Sans-papiers : « Des conditions qui font obstacle à la plupart des régularisations »

POLITIS
Société
Par Lena Bjurström29 novembre 2012

La circulaire sur les critères de régularisation des personnes sans titre de séjour, rendue publique mardi, déçoit les associations militant pour les droits des sans-papiers.

La nouvelle circulaire du ministère de l’Intérieur sur les demandes de régularisation des étrangers sans-papiers entrera en vigueur le 3 décembre, malgré la déception des associations ayant participé aux débats précédant son élaboration. Pour Mylène Stambouli, avocate et membre du comité central de la Ligue des Droits de l’Homme, cette circulaire témoigne surtout d’une méconnaissance de la réalité, et pose des conditions à la régularisation très restrictives.

La circulaire sur les critères de régularisation des personnes sans-papiers est-elle une avancée, pour la Ligue des droits de l’Homme ?

Mylène Stambouli : Nous sommes bien évidemment déçus par le contenu de cette circulaire pour laquelle il y avait une très forte attente. Nous avons eu de multiples réunions au ministère de l’Intérieur qui avait convié les associations et les syndicats à discuter de la question. Et bien que l’on retrouve des éléments de ces débats dans la circulaire, l’essentiel de nos revendications n’ont pas été prises en compte.

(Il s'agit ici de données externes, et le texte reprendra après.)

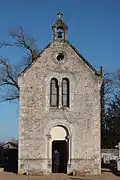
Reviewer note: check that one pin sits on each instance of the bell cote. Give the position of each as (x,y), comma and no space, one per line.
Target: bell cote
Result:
(59,29)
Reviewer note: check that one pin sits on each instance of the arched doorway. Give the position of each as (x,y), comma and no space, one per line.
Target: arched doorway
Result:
(60,143)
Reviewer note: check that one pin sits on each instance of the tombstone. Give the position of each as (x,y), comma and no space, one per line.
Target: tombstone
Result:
(106,159)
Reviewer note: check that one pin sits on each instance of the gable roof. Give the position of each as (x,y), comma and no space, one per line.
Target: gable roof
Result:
(98,73)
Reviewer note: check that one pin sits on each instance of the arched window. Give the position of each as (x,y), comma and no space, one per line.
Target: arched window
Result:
(65,92)
(54,93)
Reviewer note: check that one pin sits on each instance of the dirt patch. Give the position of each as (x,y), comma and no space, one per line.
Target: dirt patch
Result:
(104,176)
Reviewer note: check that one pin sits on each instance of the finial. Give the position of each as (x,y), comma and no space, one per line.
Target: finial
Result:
(60,16)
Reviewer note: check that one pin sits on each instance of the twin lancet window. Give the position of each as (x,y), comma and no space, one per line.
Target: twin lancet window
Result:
(55,94)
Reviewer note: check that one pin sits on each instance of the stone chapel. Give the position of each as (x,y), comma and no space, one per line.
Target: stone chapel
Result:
(60,108)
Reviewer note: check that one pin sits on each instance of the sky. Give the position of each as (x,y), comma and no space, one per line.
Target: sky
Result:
(93,28)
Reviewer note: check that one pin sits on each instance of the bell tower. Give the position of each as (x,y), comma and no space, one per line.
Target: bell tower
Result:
(59,29)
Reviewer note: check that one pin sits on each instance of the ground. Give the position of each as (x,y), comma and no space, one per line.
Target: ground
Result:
(106,175)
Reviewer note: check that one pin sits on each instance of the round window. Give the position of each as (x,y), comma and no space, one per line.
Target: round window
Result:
(60,57)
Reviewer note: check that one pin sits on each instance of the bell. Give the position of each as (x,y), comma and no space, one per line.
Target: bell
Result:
(59,35)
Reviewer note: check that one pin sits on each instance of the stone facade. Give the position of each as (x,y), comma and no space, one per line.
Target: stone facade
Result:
(81,120)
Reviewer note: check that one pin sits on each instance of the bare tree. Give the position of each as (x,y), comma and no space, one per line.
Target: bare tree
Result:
(9,89)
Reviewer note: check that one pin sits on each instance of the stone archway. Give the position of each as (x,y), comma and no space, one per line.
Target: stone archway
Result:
(59,140)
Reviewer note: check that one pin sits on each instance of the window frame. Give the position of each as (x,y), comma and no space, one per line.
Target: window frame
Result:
(54,94)
(67,94)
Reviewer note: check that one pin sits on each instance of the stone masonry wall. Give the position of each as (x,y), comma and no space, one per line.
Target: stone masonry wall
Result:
(37,117)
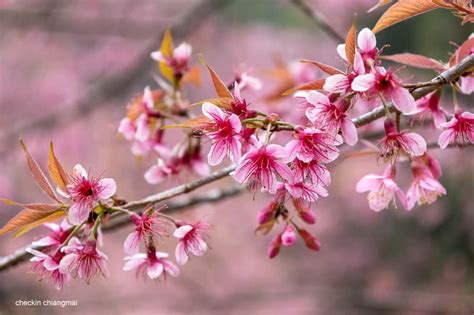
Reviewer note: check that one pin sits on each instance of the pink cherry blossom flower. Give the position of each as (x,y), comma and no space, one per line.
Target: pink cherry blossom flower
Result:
(84,259)
(460,129)
(47,266)
(84,191)
(59,233)
(153,264)
(178,61)
(288,237)
(147,226)
(341,83)
(382,189)
(260,165)
(224,131)
(313,144)
(316,172)
(425,188)
(384,82)
(329,116)
(429,106)
(394,143)
(191,240)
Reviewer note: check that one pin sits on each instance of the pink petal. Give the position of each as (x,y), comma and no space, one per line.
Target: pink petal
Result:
(131,245)
(363,82)
(180,253)
(403,100)
(417,145)
(368,182)
(154,270)
(212,112)
(366,40)
(108,188)
(336,83)
(182,231)
(445,137)
(349,131)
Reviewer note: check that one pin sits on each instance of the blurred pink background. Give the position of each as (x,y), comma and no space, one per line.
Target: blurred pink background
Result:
(395,262)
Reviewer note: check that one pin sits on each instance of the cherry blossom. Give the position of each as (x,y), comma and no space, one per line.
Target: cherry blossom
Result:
(260,165)
(382,189)
(152,264)
(84,191)
(84,259)
(460,129)
(425,188)
(224,131)
(191,240)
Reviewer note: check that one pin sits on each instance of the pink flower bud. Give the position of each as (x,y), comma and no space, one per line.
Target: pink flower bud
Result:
(266,214)
(288,237)
(309,239)
(274,246)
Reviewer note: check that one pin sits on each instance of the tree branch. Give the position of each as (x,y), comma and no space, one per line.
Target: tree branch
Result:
(448,76)
(119,221)
(115,86)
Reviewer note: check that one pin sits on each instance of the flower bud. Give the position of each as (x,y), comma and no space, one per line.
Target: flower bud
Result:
(288,237)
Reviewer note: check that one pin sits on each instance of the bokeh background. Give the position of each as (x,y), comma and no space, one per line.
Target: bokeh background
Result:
(57,59)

Certes, le fait d’unifier des critères de régularisation peut être utile. On ne peut nier que d’une préfecture à l’autre les appréciations des demandes de régularisation sont différentes. Il faut batailler dossier par dossier, sans référence nationale pour les soutenir. Maintenant que les critères sont fixés uniformément, les demandes de régularisation des personnes rentrant dans les critères du ministère vont donc probablement affluer. Mais dans le même temps, cette circulaire pose des conditions qui, cumulées, font obstacle à la plupart des régularisations.

Les exigences de preuve à apporter pour un dossier de demande sont-elles réalistes ?

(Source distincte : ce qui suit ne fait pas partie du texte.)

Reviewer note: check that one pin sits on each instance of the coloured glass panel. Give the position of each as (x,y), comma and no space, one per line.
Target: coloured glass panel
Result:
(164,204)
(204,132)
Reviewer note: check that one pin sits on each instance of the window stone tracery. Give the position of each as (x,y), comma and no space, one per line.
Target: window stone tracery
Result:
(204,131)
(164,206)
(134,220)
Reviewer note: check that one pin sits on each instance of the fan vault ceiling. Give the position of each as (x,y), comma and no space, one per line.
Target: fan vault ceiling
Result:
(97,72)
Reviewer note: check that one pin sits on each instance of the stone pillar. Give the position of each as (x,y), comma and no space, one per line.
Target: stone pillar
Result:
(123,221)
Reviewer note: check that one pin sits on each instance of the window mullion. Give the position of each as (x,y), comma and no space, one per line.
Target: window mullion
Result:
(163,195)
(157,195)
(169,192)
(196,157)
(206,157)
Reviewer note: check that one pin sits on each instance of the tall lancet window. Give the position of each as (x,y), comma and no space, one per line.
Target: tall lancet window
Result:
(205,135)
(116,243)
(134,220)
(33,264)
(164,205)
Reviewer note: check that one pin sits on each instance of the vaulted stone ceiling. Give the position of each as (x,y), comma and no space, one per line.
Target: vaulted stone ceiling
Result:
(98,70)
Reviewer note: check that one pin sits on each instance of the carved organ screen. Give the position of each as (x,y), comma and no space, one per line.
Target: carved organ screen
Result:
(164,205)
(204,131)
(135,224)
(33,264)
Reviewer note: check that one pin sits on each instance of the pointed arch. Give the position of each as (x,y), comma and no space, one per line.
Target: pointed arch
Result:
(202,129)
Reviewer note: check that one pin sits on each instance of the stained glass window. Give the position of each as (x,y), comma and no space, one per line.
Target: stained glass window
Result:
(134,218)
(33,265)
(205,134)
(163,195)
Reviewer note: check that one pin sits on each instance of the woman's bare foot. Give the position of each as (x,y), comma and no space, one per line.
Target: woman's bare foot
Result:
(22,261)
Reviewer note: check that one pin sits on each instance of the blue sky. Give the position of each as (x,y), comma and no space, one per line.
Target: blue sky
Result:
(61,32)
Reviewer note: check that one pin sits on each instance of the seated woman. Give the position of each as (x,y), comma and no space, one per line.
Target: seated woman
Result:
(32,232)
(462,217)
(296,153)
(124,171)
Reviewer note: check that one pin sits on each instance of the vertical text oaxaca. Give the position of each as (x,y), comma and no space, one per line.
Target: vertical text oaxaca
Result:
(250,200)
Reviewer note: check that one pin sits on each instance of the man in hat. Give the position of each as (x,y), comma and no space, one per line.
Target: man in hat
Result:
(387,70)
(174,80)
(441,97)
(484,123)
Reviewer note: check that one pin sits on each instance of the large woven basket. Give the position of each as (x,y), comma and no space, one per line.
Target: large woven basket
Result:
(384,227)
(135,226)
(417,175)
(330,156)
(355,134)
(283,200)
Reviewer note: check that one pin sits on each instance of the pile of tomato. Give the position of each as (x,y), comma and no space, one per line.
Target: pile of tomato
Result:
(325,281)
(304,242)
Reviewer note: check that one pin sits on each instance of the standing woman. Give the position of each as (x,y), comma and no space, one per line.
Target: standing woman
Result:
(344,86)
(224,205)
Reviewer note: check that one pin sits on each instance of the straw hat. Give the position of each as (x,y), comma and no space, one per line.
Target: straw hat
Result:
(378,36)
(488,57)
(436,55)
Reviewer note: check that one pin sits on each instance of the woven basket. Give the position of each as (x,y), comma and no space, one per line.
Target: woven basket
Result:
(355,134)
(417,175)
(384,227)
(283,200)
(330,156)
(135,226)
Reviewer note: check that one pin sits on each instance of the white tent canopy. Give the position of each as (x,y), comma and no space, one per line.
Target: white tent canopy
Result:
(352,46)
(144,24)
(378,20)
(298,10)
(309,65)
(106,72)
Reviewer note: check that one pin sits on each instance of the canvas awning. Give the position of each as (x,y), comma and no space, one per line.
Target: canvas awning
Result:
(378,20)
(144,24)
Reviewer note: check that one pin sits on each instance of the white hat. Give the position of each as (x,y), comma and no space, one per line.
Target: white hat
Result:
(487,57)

Le ministère tient un discours qui n’est pas tant fondé sur la situation concrète des personnes que nous rencontrons que sur l’appréciation politique de cette question de l’immigration, basée sur une perception bien éloignée de la réalité.

Cela se ressent dans les critères pour une régularisation par le travail. (Outre les cinq années de présence en France, les personnes y prétendant doivent apporter la preuve de huit mois de travail sur les vingt-quatre mois précédant la demande. NDLR) Il est absurde de demander à des personnes en situation irrégulière d’apporter des preuves légales d’un travail en France qui est nécessairement illégal.

La circulaire, nous dit-on, prend cela en compte en expliquant que la relation de travail peut être établie par d’autres modes de preuve que le bulletin de salaire. Mais concrètement, la plupart des personnes ne peuvent répondre aux exigences. Il y a rarement des virements bancaires, rarement une attestation d’un patron affirmant qu’il emploie quelqu’un de façon illégale… On nous dit que l’intérim est pris en compte, mais outre la difficulté pour une personne en intérim d’apporter les preuves exigées, il s’agit là encore d’une méconnaissance de la réalité. Les travailleurs sans-papiers que nous rencontrons expliquent bien que la multiplication des contrôles depuis deux ans rendent l’embauche par ce biais quasiment impossible.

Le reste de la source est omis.